This is my recipe for the Sambal Sotong Kering or Dried Cuttlefish Sambal. These dried cuttlefish are usually available at any Asian or Chinese grocers. It has to be soaked in water for at least 24 to 36 hours before cooking. However, here, I had used presoaked cuttlefish that was conveniently available from a seafood store in Chinatown.

For those of you who are interested, here is my little tip on how to make a good sambal every time. Whenever you cook sambal, you must use sufficient or extra oil and cook with a low heat while still ensuring you can hear the sizzling sound.

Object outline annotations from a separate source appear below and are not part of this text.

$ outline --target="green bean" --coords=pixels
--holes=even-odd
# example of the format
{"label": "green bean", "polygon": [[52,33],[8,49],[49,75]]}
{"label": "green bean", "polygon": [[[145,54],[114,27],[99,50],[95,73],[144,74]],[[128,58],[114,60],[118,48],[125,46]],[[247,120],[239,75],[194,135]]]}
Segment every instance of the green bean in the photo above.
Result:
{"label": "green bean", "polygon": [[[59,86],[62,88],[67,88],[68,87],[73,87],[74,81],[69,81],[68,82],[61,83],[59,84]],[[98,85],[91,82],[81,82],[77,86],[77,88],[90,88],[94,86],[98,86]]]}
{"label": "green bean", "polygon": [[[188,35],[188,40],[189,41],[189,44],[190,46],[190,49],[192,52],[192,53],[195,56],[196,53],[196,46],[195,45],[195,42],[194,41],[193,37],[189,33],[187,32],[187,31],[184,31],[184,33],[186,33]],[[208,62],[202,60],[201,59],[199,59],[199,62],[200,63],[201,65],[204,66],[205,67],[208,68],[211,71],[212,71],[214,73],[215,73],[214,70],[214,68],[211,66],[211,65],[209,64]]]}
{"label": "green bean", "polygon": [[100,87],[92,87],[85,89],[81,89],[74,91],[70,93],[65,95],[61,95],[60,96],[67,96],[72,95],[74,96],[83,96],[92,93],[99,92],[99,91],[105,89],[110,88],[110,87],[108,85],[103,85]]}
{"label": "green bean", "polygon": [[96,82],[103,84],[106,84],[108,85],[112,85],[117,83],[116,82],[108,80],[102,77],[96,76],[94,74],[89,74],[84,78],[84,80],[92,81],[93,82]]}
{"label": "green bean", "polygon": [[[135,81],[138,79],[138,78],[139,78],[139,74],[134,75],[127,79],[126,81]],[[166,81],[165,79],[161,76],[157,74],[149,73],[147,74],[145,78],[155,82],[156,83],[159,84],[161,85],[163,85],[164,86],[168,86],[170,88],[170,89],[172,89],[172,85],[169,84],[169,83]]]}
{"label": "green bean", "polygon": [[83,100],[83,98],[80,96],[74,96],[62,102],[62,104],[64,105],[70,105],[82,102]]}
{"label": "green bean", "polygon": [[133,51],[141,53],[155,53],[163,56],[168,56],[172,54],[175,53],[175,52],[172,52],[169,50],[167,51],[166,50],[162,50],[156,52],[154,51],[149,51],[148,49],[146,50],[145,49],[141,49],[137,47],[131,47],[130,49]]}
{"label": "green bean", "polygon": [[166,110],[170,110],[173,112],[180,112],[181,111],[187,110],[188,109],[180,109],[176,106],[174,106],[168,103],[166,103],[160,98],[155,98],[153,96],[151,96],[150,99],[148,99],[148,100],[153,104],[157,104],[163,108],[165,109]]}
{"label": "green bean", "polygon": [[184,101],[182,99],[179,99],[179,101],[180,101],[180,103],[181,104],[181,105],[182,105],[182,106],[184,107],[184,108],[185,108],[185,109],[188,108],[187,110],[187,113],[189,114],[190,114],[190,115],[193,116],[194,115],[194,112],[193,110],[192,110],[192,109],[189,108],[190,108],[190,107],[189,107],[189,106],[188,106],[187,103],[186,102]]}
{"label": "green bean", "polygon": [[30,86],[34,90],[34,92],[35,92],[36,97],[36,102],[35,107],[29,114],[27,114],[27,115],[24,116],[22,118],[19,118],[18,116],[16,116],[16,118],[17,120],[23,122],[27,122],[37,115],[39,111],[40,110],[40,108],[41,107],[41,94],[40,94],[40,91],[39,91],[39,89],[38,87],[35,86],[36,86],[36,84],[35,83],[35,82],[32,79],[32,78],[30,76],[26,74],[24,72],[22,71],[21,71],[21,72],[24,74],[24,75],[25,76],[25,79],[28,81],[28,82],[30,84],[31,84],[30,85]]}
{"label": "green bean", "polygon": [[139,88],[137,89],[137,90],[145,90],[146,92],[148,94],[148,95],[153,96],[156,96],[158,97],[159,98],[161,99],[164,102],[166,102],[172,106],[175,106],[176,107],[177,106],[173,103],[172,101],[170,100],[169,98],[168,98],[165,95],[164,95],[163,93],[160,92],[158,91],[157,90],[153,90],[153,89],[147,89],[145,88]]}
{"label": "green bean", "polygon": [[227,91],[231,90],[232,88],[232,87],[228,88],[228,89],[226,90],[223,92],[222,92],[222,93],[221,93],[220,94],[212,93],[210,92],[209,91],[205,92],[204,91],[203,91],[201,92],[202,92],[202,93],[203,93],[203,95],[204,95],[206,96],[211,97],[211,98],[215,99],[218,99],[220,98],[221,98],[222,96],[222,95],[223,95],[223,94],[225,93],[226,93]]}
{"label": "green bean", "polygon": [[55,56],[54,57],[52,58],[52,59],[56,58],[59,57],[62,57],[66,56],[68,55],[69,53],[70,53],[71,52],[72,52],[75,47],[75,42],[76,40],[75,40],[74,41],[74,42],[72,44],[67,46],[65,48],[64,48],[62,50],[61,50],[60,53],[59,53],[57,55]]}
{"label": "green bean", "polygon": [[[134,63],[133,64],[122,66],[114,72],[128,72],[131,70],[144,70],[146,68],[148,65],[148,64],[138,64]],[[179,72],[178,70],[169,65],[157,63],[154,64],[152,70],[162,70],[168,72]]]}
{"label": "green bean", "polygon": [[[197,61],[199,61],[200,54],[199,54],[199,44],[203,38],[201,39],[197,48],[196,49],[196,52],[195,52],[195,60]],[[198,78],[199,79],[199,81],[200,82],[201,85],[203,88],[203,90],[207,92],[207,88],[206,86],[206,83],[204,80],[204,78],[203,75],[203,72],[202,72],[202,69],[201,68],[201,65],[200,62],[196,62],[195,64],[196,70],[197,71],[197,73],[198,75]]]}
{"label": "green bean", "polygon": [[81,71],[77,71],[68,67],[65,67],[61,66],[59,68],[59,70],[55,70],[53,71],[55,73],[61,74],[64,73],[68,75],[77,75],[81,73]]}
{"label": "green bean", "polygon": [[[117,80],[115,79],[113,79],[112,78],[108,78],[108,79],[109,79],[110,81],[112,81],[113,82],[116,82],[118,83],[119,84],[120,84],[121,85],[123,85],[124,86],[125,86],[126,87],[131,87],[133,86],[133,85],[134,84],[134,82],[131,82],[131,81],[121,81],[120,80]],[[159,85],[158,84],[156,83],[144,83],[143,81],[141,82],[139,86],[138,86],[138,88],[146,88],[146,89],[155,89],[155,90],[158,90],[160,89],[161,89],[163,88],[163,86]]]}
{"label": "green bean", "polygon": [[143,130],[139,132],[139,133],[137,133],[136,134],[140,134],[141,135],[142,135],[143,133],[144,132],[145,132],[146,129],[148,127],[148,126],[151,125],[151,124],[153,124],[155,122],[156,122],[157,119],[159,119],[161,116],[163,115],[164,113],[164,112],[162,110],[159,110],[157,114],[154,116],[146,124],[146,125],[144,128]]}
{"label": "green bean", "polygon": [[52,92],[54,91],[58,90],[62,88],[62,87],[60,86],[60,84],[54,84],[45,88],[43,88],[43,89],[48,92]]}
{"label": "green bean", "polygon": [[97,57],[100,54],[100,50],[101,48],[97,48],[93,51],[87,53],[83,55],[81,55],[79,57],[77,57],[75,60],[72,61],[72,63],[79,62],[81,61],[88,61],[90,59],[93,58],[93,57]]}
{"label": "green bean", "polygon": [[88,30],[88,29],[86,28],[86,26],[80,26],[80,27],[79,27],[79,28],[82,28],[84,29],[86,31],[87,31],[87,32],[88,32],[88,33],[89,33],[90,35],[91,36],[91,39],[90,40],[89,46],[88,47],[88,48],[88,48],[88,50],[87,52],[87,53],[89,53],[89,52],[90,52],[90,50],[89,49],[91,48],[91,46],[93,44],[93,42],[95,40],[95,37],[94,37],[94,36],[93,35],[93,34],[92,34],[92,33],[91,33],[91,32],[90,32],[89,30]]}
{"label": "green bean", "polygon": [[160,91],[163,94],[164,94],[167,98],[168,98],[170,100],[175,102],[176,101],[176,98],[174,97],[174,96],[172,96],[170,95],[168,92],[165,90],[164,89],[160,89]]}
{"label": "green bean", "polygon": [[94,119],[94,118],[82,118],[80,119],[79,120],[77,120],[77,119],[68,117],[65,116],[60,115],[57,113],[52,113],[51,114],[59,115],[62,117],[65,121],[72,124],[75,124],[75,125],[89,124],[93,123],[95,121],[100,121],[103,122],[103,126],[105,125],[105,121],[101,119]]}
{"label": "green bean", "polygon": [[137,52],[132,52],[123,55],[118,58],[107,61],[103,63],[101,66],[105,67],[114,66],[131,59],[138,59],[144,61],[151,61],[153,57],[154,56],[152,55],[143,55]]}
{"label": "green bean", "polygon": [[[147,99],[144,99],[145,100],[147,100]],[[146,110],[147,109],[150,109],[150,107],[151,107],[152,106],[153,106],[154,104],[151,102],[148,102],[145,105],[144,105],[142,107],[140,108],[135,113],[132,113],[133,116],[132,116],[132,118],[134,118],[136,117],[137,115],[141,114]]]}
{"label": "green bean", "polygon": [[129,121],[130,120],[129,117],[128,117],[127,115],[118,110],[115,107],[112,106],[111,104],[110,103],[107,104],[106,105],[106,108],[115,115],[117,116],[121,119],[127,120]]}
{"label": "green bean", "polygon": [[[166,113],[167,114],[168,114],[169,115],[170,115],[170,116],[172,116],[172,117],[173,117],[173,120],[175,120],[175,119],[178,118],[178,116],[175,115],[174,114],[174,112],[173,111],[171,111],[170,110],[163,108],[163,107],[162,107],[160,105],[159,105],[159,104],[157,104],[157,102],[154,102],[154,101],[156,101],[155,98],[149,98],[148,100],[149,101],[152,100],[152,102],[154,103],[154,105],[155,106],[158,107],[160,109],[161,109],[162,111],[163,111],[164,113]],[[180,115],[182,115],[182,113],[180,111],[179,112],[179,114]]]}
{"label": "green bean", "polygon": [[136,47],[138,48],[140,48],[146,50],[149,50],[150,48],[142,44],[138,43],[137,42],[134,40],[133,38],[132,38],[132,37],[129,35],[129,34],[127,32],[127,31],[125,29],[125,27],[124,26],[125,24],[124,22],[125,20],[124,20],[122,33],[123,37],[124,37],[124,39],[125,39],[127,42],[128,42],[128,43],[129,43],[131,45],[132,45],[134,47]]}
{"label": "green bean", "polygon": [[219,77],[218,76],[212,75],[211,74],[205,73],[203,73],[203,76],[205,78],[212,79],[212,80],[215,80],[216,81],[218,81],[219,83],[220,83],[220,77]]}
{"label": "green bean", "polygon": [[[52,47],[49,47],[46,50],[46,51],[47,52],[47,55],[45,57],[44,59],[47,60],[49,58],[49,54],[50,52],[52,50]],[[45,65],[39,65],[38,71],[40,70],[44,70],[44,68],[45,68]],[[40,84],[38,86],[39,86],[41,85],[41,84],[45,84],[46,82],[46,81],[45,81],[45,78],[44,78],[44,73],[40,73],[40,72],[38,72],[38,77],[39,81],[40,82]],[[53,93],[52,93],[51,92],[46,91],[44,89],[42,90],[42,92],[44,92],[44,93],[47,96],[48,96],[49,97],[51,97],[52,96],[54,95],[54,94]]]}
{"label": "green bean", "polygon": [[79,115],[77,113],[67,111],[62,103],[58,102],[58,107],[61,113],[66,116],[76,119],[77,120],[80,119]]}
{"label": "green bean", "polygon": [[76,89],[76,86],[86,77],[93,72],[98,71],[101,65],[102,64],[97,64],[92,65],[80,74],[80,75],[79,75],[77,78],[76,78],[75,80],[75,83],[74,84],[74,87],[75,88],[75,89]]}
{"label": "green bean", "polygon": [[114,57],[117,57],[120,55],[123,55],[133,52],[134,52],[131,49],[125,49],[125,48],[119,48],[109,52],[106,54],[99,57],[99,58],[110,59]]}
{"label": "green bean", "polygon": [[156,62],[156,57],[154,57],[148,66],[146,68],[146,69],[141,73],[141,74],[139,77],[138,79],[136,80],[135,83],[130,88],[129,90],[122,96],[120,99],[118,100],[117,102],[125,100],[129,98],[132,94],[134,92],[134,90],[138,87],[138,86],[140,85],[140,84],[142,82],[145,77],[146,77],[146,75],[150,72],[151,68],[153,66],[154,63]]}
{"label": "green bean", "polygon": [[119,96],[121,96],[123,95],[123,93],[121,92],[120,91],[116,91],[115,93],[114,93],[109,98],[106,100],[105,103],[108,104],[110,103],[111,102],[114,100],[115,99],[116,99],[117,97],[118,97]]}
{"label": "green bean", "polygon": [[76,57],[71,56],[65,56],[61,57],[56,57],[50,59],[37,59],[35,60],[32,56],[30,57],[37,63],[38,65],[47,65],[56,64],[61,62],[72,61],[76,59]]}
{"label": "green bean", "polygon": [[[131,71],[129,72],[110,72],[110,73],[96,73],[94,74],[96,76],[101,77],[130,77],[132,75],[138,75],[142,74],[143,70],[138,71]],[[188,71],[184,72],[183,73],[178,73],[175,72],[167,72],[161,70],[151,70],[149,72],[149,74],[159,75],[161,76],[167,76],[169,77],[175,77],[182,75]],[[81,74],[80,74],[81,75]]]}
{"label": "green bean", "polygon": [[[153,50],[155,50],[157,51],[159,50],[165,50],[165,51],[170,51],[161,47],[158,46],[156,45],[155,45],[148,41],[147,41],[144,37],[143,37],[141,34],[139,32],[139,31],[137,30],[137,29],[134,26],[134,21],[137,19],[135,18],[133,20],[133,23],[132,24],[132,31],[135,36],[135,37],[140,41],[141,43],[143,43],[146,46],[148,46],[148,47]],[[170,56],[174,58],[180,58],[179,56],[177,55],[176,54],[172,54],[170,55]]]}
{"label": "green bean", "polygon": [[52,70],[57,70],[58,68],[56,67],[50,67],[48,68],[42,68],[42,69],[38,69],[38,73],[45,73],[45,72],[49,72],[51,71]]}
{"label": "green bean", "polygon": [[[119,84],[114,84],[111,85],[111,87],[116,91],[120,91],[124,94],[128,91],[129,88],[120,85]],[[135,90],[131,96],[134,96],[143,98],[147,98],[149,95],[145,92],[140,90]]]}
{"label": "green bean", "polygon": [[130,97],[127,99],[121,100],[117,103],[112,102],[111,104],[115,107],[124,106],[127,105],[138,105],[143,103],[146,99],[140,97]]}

You will know it’s ready when the unmistakable spicy sambal smell fills your kitchen. It will turn deep red in color and the oil will separate from the sambal. At this stage, if there’s too much oil, you simply discard the excess oil before serving. Remember, always serve sambal warm or at a room temperature. That’s it, simple, right? :-)

Sambal Sotong Kering-Dried Cuttlefish Sambal
(Printable Recipe)


2 Large Presoaked Dried Cuttlefish, cut into 1 ½ to 2 inches segments
30 g Fried Anchovies
100 g Roasted Peanuts, coarsely chopped
6 Tbsp Sugar
30 g Tamarind Paste, soaked with 2 ½ Cup Water, discard solids
6 to 8 Tbsp Peanut Oil

Chili Paste
35-40 g Dried Red Chilies, soaked in boiling water, drained and ground
150 g Shallots, peeled, chopped and ground
1 ½ tsp Roasted Shrimp Paste, ground


Cook the chili paste with the oil on moderate heat until fragrant.

Add the cuttlefish, peanuts, tamarind juice, sugar and salt. Bring the mixture to a boil and reduce the heat to low, cover and simmer for about 1 hour. Then mix in the fried anchovies and continue to simmer for another 30 to 40 minutes until the cuttlefish turns soft.

Season the mixture with additional sugar or salt if necessary. Serve at room temperature.